Immigrants fill many critical roles. “Hispanics do the majority of [work],” Mendez says. “They deliver food, they’re in the kitchen, they’re dishwashers, they work at the laundromats, dry cleaning. They’re the backbone.”

According to the Bureau of Labor Statistics’ Current Population Survey, there were nearly 1.9 million foreign-born workers in the accommodation and food services industry, a number which doesn’t include the adjacent industries Mendez refers to. Some are still reeling from losing their jobs or experiencing a reduction in hours. “People that have worked for major companies or companies for a long time, they feel betrayed in a sense,” he says.

For many denied unemployment benefits because of their immigration status, the pandemic was devastating. Restaurants like Succotash in Penn Quarter donated meals to unemployed restaurant workers, but Bernard says some Spanish speakers missed these opportunities, especially if they weren’t on social media.

Some started cottage industries to stay afloat. Margarita Crespo, a sous-chef at Roy Boys before the pandemic, began selling tacos like her mother made in Guerrero, Mexico. They were simple and something she didn’t notice others selling in the area unlike the pan dulce pastries she first considered. She considered the business a success after bringing in between $600 and $800 on weekends from customers.

Crespo advertised the pop-up on Facebook. It went so well that Roy Boys incorporated her tacos into a rebrand. Demand was slacking for their then oyster-focused menu and after a co-worker tried her tacos, she proposed a menu change to management and arranged a tasting. The restaurant appointed her head chef, and today, next to the Roys Boys sign, there’s another for Rita’s Tacos.

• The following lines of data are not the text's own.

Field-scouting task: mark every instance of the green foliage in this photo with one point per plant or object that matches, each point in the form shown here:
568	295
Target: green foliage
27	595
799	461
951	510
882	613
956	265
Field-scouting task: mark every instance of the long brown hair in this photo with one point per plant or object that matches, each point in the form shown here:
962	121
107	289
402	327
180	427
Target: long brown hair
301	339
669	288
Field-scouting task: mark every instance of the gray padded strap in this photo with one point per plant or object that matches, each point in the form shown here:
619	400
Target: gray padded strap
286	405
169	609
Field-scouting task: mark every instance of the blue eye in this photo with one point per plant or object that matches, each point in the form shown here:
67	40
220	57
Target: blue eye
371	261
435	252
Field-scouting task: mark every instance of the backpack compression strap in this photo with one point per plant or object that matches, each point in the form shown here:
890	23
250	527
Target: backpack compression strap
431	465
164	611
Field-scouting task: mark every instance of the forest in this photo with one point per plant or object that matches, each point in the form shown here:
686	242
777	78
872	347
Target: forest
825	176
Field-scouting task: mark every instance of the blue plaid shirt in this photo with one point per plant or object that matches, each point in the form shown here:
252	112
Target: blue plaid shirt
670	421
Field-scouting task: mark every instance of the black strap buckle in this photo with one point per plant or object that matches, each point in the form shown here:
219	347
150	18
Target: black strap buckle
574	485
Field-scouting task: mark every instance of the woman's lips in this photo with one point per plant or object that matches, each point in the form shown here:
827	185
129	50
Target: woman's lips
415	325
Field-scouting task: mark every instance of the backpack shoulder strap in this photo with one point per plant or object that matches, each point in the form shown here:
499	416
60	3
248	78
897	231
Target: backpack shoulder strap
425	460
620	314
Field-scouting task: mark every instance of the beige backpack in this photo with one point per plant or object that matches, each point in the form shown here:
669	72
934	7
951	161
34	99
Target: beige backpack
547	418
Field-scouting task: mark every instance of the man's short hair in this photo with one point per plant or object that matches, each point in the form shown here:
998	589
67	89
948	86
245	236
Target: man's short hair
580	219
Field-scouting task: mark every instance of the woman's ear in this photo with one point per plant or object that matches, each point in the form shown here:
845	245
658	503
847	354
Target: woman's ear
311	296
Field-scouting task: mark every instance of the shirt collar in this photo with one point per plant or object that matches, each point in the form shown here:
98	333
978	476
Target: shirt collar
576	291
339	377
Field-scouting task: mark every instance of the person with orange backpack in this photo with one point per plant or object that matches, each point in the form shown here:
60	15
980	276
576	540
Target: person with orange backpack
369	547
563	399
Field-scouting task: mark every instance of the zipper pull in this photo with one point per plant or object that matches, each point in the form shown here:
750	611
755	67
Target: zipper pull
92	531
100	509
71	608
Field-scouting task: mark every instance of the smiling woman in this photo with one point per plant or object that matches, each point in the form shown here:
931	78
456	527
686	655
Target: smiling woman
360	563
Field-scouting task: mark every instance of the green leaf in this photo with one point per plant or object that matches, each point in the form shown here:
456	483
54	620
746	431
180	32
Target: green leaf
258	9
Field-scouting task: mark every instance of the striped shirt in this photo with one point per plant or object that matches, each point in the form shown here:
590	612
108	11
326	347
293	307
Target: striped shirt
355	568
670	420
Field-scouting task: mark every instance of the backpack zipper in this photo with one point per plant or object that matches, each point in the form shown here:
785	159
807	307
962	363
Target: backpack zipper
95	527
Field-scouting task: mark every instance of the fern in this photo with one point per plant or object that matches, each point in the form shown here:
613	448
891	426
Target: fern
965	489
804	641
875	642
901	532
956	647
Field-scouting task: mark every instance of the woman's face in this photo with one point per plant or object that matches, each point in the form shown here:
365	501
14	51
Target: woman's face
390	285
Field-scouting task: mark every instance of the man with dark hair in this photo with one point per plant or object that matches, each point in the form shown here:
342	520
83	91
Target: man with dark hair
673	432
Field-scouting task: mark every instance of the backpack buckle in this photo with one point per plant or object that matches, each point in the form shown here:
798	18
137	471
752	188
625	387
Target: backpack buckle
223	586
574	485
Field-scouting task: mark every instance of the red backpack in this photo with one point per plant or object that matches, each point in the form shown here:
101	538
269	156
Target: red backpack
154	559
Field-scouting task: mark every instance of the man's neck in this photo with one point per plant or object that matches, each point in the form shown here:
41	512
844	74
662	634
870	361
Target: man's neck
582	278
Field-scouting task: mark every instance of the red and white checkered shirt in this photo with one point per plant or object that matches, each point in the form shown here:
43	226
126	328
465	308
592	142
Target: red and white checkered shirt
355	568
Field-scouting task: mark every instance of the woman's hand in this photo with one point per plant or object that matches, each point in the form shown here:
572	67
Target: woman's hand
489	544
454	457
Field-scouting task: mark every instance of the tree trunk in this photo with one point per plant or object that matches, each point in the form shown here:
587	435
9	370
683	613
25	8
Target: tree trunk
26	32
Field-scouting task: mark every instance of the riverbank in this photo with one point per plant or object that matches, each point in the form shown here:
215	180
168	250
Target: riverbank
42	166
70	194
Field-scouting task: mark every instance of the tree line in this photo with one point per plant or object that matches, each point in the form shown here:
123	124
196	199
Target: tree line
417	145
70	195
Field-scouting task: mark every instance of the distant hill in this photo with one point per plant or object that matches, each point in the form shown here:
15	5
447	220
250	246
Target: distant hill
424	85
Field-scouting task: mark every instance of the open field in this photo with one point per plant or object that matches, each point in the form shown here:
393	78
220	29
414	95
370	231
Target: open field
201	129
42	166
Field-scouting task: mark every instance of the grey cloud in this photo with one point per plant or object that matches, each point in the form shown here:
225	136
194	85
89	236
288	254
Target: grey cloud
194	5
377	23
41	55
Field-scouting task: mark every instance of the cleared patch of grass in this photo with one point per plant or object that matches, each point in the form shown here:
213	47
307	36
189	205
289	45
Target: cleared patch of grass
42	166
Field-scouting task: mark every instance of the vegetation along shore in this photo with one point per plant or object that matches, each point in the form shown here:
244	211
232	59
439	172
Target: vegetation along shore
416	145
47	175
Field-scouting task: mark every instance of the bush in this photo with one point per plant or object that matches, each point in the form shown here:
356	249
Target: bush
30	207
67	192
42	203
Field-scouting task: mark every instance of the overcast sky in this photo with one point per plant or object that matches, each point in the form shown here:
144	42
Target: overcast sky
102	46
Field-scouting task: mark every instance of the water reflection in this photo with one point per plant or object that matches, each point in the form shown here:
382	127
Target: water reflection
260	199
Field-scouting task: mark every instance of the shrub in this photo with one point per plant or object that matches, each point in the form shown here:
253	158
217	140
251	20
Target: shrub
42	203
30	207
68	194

Crespo will serve her tacos at the fiesta on Oct. 13, alongside dishes from a few others. The Commodore’s head chef Noah Ramirez plans to make fried plantains and smoked beans—a Southern twist on the meals he had during summers spent with family outside of San Miguel, El Salvador. A number of Salvadoran-inspired specials have also made their way onto Commodore’s menu.

Like Mendez, Ramirez says he joined the festivities to share new dishes with D.C. and to show support for unemployed and underemployed kitchen workers. Some of the proceeds from the fiesta will go to CASA de Maryland, an “immigrant and Latino advocacy organization.”

In addition to Qui Qui’s Puerto Rican fare, Mendez serves rotating Mexican and Salvadoran specials at his Shaw restaurant. His mother is Mexican and one of his staff members is Salvadoran. For the fiesta, the team plans to make pernil (Puerto Rican pork shoulder) and pupusas. 

Marrero hopes to draw a range of people, from those familiar to those curious. That’s what happened at Casa Kantuta—a Bolivian pop-up Bernard helped run in August that was packed nightly. Kantuta brought the Hispanic community together while simultaneously introducing people to Bolivian culture.

Despite making it through the first 18 months of the pandemic, and inspiring stories like Crespo’s, memories of the darkest months haven’t been wiped away. Some Hispanic restaurant workers are still looking for recognition for perseverance and willingness to keep working in dangerous situations. “It made a big difference that we never left our jobs,” Sánchez says. Without us, he adds, “everything falls apart.”

Correction: This story initially misspelled Jesse Marrero’s last name.